Platelet-mediated inhibition of polymorphonuclear neutrophil apoptosis principally involves membranes structures: role of sialyl-Lewisχ epitopes and CD18
(English)Manuscript (preprint) (Other academic)
Objective and design: To clarify the long-time effects of platelets on polymorphonuclear neutrophils (PMNs) apoptosis, with particular emphasis on the involvement of cell adhesion molecules (CAMs).
Material: Isolated human platelets and PMNs.

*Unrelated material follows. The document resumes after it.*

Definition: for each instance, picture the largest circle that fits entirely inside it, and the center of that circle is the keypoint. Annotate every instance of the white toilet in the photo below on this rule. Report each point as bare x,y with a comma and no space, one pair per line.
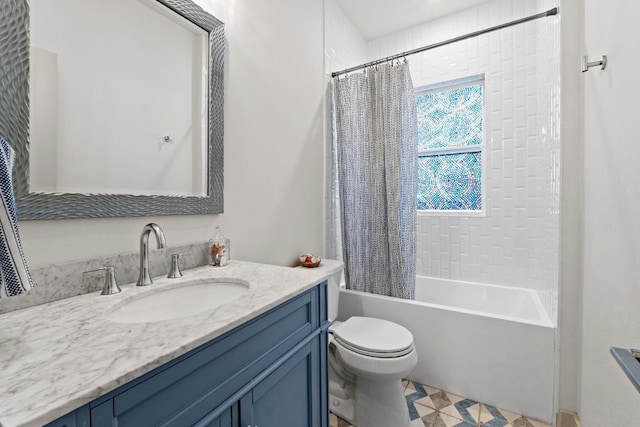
368,358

Treatment: PMNs were treated with antibodies towards adhesion molecules CD18 (2 µg/ml), sialyl-Lewisχ (2 µg/ml) or P-selectin glycoprotein ligand 1 (5 µg/ml) and then incubated in the absence or presence of resting, thrombin-activated or inhibited platelets (PMN:platelet ratio of 1:50), platelet membrane (0.7 mg/ml; equivalent to the 1:50 ratio), or supematant from thrombin-activated platelets.
Methods: Measurement of DNA fragmentation using flow cytometry, microscopical evaluation of adhesion and cell death. Light transmission analysis for recording platelet aggregation.
Results: Activated, and to lesser extent, resting platelets prevented spontaneous PMN apoptosis. Comparable effects were detected by using platelet membrane. Platelet-mediated suppression of PMN apoptosis and PMN-platelet adhesion were reversed by pretreatment with antibodies directed towards the adhesive structures sialyl-Lewisχ (p<0.001).
Conclusions: Our results point to a central role of CAMs in plateletinduced inhibition of PMN apoptosis. Furthermore, the results add new evidences for a close association between the hemostatic and the inflammatory systems.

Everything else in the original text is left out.